No matter which method is used, you should get an answer to your result immediately.

When you go through the process, you'll need to provide your current income and your current rent or mortgage payment amount. Some cards will ask what you want your new limit to be and some won't.

My Results

My wife and I have our own credit cards - no joint cards. There is no real reason for this. It's just how things started out because we lived together for a while before we got married and combined our finances.

Bank Of America Travel Rewards Card - This is a new card I got about 6 months ago because I'm going to be going to Germany soon and this card has no foreign transaction fees. I was able to request an increase online. I asked for a $1,000 increase and was given a $3,000 increase. Because this is still a fairly new account, I was surprised I got anything at all.

Chase Freedom - I was not able to do this online and when I called the number on my card, they said they had to do a hard inquiry on my credit, which I consented to. I did not ask for a specific amount of increase. They ended up increasing my limit by $4,600 - exactly 20% of my old credit limit.

Citi Black Diamond Visa - This is my wife's card. I was able to request the increase online, but they asked to do a hard inquiry on my wife's credit report. I consented. I asked for a $1,200 increase and they said I would get a response in a few days. Less than 24 hours later, I got an email saying I was approved for the amount I requested (which was about a 20% increase).

My Discover card - I asked for an increase online, no specific amount. They did not check my credit and I got a $500 increase. This was the smallest increase I got and I wonder if it was because I rarely use this card.
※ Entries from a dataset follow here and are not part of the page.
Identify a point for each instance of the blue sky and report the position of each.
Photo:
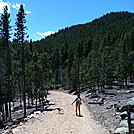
(48, 16)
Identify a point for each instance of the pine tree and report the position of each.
(20, 37)
(5, 36)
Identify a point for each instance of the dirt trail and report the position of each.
(50, 122)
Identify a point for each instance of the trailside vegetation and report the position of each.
(92, 55)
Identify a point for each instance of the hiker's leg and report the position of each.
(79, 111)
(76, 109)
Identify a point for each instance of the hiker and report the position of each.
(78, 104)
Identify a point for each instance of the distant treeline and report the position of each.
(90, 55)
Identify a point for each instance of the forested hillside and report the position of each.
(96, 53)
(91, 55)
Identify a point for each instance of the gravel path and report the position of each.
(50, 122)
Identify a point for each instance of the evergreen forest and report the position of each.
(94, 55)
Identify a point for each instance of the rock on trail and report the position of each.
(51, 122)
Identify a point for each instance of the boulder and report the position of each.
(121, 130)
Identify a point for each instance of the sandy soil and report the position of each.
(50, 122)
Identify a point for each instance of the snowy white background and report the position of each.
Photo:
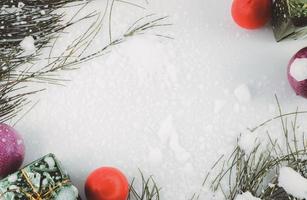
(168, 107)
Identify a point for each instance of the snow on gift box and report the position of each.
(297, 72)
(42, 179)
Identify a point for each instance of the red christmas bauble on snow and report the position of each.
(106, 183)
(251, 14)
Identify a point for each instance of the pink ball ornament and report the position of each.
(12, 150)
(297, 72)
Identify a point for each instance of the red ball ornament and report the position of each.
(251, 14)
(106, 183)
(297, 72)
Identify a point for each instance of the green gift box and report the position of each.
(43, 179)
(289, 19)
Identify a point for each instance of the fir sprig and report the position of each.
(149, 189)
(39, 20)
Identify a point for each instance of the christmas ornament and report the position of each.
(251, 14)
(289, 19)
(12, 150)
(44, 178)
(297, 72)
(106, 183)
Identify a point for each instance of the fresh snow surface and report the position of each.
(242, 93)
(298, 69)
(293, 182)
(165, 106)
(246, 196)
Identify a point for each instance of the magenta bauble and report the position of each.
(12, 150)
(297, 72)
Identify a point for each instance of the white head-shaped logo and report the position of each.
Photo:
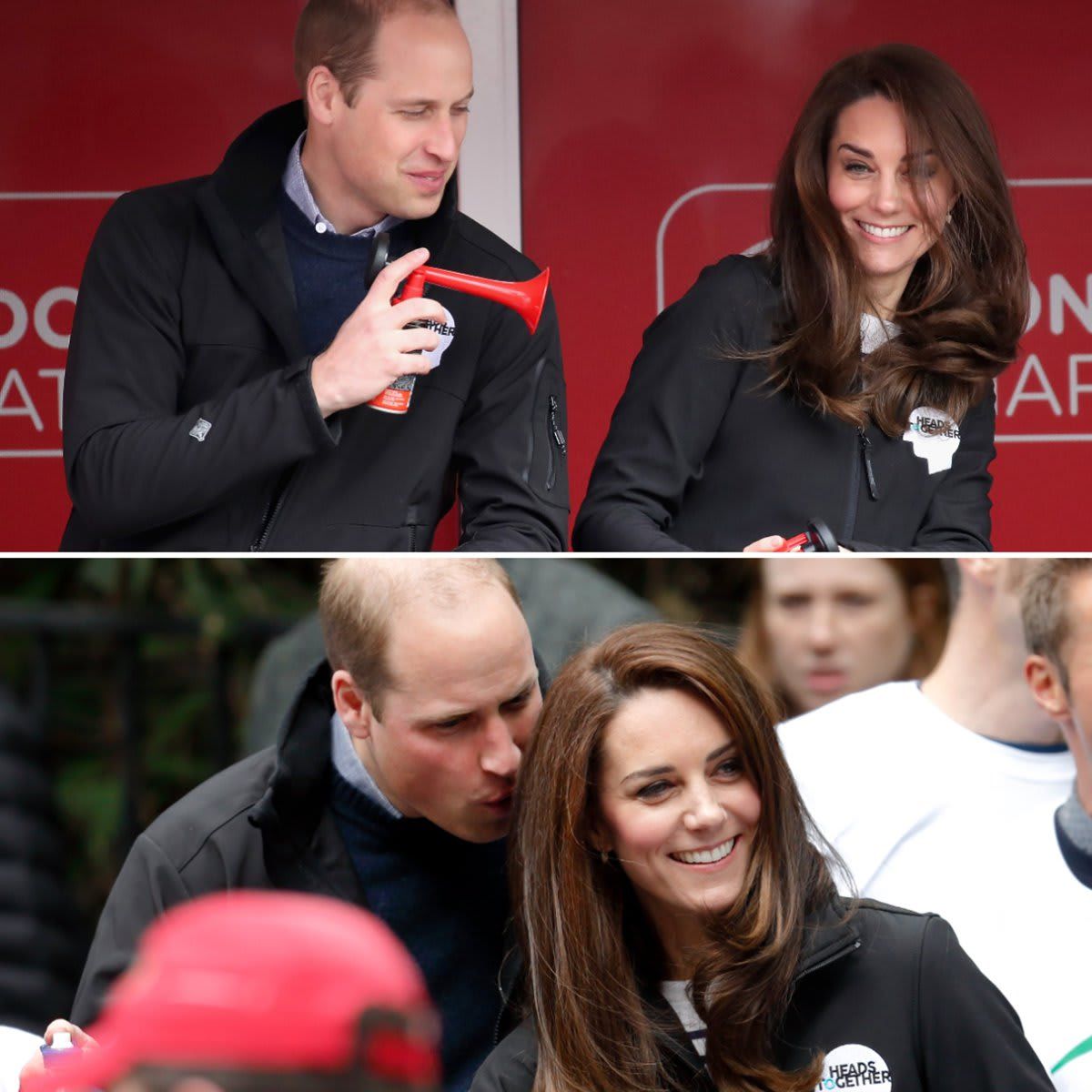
(935, 437)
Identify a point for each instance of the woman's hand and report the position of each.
(35, 1065)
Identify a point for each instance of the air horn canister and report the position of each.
(524, 298)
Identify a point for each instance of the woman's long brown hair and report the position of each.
(966, 305)
(589, 947)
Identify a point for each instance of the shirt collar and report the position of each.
(295, 185)
(348, 763)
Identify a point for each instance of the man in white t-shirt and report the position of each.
(940, 796)
(1057, 606)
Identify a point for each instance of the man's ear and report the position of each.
(322, 88)
(352, 705)
(1046, 683)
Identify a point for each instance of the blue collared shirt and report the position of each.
(295, 185)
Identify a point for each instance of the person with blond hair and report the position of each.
(228, 342)
(390, 787)
(682, 932)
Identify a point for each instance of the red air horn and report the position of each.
(817, 540)
(524, 298)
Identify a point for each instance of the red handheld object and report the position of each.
(817, 540)
(524, 298)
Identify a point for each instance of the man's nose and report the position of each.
(500, 753)
(442, 140)
(888, 194)
(820, 626)
(703, 811)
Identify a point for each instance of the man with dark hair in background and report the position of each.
(390, 787)
(227, 343)
(940, 795)
(1057, 617)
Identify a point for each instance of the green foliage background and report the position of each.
(192, 611)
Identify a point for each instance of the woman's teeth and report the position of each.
(707, 856)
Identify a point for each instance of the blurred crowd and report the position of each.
(936, 720)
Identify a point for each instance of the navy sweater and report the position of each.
(447, 901)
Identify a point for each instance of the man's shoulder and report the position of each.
(217, 806)
(152, 217)
(878, 709)
(474, 248)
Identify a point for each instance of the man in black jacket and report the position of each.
(227, 345)
(390, 787)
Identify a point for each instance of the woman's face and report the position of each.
(676, 808)
(834, 629)
(868, 181)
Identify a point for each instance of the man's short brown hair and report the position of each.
(341, 34)
(359, 595)
(1044, 607)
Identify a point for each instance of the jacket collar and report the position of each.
(829, 934)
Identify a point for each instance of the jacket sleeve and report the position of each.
(131, 459)
(971, 1036)
(958, 519)
(147, 885)
(678, 391)
(511, 449)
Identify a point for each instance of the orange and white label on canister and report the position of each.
(396, 398)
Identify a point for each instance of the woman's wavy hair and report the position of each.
(966, 305)
(591, 951)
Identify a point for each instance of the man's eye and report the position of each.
(450, 725)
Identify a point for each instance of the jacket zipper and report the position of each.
(535, 379)
(830, 959)
(558, 438)
(866, 447)
(851, 508)
(272, 511)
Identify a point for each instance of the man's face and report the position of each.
(397, 147)
(463, 700)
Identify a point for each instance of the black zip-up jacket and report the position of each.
(887, 983)
(261, 824)
(187, 314)
(703, 454)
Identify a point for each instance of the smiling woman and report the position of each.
(682, 932)
(847, 372)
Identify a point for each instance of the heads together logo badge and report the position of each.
(853, 1066)
(935, 437)
(200, 430)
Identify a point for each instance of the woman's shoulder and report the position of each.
(743, 276)
(511, 1065)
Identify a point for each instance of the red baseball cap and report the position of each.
(262, 981)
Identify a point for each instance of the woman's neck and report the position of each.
(885, 293)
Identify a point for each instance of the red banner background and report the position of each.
(628, 106)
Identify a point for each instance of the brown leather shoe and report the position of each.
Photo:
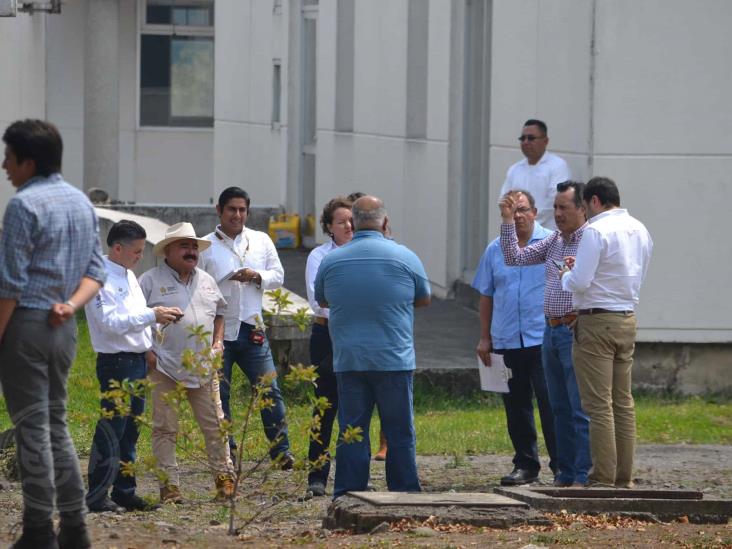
(170, 493)
(224, 487)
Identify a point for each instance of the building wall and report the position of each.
(159, 165)
(662, 119)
My wife's Discover card - Jackpot! I was able to request this online and they did not ask for a credit report. I did not ask for a certain amount and she end up with a $5,000 increase! That represents a 33% increase from her old credit limit!

Your Mileage May Vary

I should also note that both my credit score and my wife's are currently 800 or higher, so we're in the "Excellent" credit rating range. We also never carry a balance on our credit cards, so this process will likely have minimal impact on our scores. So why do I bother?

I look at this as preventative maintenance. The future is uncertain and you never know what may happen. It's easier to get credit when you don't need it than when you do, so I have a reminder in my calendar to do this every year in November.

If you are trying to increase your credit score, this is one method you may want to look into.

Does anyone else do this on a regular basis?